Graceful Shutdown Issues
Container Killed Before Tasks Complete
Symptom: Logs show pending_tasks_timeout and tasks are cancelled mid-execution.
Cause: Docker's stop_grace_period is too short, or tasks take longer than the 25s graceful timeout.
Diagnosis:
# Check if container was killed by SIGKILL
docker inspect bangui-backend --format '{{.State.ExitCode}}'
# Exit code 137 = SIGKILL
Solution:
- Increase
stop_grace_periodindocker-compose.yml:backend: stop_grace_period: 60s - The Python graceful timeout is 25s (leaving margin before Docker kill)
- If tasks still timeout, check task code — long-running tasks should handle cancellation gracefully
Scheduler Lock Not Released
Symptom: After container restart, logs show Could not acquire scheduler lock.
Cause: Previous instance shut down without releasing the lock, or lock TTL hasn't expired.
Diagnosis:
sqlite3 /var/lib/bangui/bangui.db "SELECT * FROM scheduler_lock;"
Solution:
# Clear stale lock
sqlite3 /var/lib/bangui/bangui.db "DELETE FROM scheduler_lock;"
# Restart container
Prevention:
- Graceful shutdown releases lock immediately (not waiting for TTL expiry)
- Monitor logs for
scheduler_lock_releasedon clean shutdown
In-Flight Requests Dropped
Symptom: Client connections closed abruptly during shutdown.

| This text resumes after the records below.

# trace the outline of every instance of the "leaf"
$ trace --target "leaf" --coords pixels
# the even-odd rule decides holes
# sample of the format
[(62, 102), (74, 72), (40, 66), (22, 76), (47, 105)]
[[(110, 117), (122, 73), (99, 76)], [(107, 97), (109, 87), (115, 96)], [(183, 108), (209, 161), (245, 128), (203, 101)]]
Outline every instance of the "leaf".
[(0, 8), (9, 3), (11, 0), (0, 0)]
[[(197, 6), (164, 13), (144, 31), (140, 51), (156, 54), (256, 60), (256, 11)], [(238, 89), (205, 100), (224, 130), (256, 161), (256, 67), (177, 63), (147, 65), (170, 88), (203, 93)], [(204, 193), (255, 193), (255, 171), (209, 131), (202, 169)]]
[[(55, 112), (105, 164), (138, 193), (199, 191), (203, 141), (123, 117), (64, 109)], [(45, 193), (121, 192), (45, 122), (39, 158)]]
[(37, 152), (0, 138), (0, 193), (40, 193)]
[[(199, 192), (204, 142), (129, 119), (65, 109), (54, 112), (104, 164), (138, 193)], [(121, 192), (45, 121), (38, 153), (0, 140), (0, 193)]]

Cause: Too short a graceful timeout, or clients not configured to retry.
Solution:
- Ensure clients implement proper retry logic with backoff
- For critical operations, use background tasks with status polling
- Increase graceful timeout if network latency is high
General Recovery Commands
Clear all locks:
sqlite3 /var/lib/bangui/bangui.db "DELETE FROM scheduler_lock;"
Check lock status:
sqlite3 /var/lib/bangui/bangui.db "SELECT * FROM scheduler_lock;"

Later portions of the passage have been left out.